LLM Agent Swarm for Hypothesis-Driven Drug Discovery
Kevin Song, Andrew Trotter, Jake Y. Chen
TL;DR
PharmaSwarm addresses the persistent attrition and cost of drug discovery by unifying genomics, chemical, and clinical data through a modular, multi-agent LLM framework. A tri-layer architecture (Data & Knowledge, LLM Agent Swarm, and Validation & Evaluation) coordinates three specialized agents—Terrain2Drug, Paper2Drug, and Market2Drug—under a central Evaluator, with a shared memory system enabling continual learning and submodel fine-tuning. The approach integrates mechanistic simulations (PETS), interpretable binding maps (iBAM), and knowledge-graph reasoning (PharmAlchemy and GTKMs) to generate, validate, and rank hypotheses for novel targets and lead compounds, including repurposing candidates. A rigorous four-tier validation plan—retrospective benchmarking, prospective in silico assays, experimental validation, and expert user studies—ensures transparency, reproducibility, and real-world impact, while deployment options via low-code tools or Kubernetes support scalable, auditable translational AI pipelines.
Abstract
Drug discovery remains a formidable challenge: more than 90 percent of candidate molecules fail in clinical evaluation, and development costs often exceed one billion dollars per approved therapy. Disparate data streams, from genomics and transcriptomics to chemical libraries and clinical records, hinder coherent mechanistic insight and slow progress. Meanwhile, large language models excel at reasoning and tool integration but lack the modular specialization and iterative memory required for regulated, hypothesis-driven workflows.
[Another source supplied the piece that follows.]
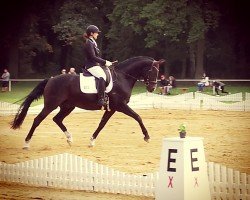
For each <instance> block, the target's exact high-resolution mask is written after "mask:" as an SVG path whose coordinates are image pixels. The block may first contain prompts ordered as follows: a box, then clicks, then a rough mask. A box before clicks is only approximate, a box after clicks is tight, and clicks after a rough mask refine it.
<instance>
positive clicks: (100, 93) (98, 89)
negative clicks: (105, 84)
mask: <svg viewBox="0 0 250 200" xmlns="http://www.w3.org/2000/svg"><path fill="white" fill-rule="evenodd" d="M97 92H98V105H99V106H105V105H106V102H105V93H104V92H105V80H104V79H103V78H100V79H99V81H98V87H97Z"/></svg>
We introduce PharmaSwarm, a unified multi-agent framework that orchestrates specialized LLM "agents" to propose, validate, and refine hypotheses for novel drug targets and lead compounds. Each agent accesses dedicated functionality--automated genomic and expression analysis; a curated biomedical knowledge graph; pathway enrichment and network simulation; interpretable binding affinity prediction--while a central Evaluator LLM continuously ranks proposals by biological plausibility, novelty, in silico efficacy, and safety. A shared memory layer captures validated insights and fine-tunes underlying submodels over time, yielding a self-improving system. Deployable on low-code platforms or Kubernetes-based microservices, PharmaSwarm supports literature-driven discovery, omics-guided target identification, and market-informed repurposing. We also describe a rigorous four-tier validation pipeline spanning retrospective benchmarking, independent computational assays, experimental testing, and expert user studies to ensure transparency, reproducibility, and real-world impact. By acting as an AI copilot, PharmaSwarm can accelerate translational research and deliver high-confidence hypotheses more efficiently than traditional pipelines.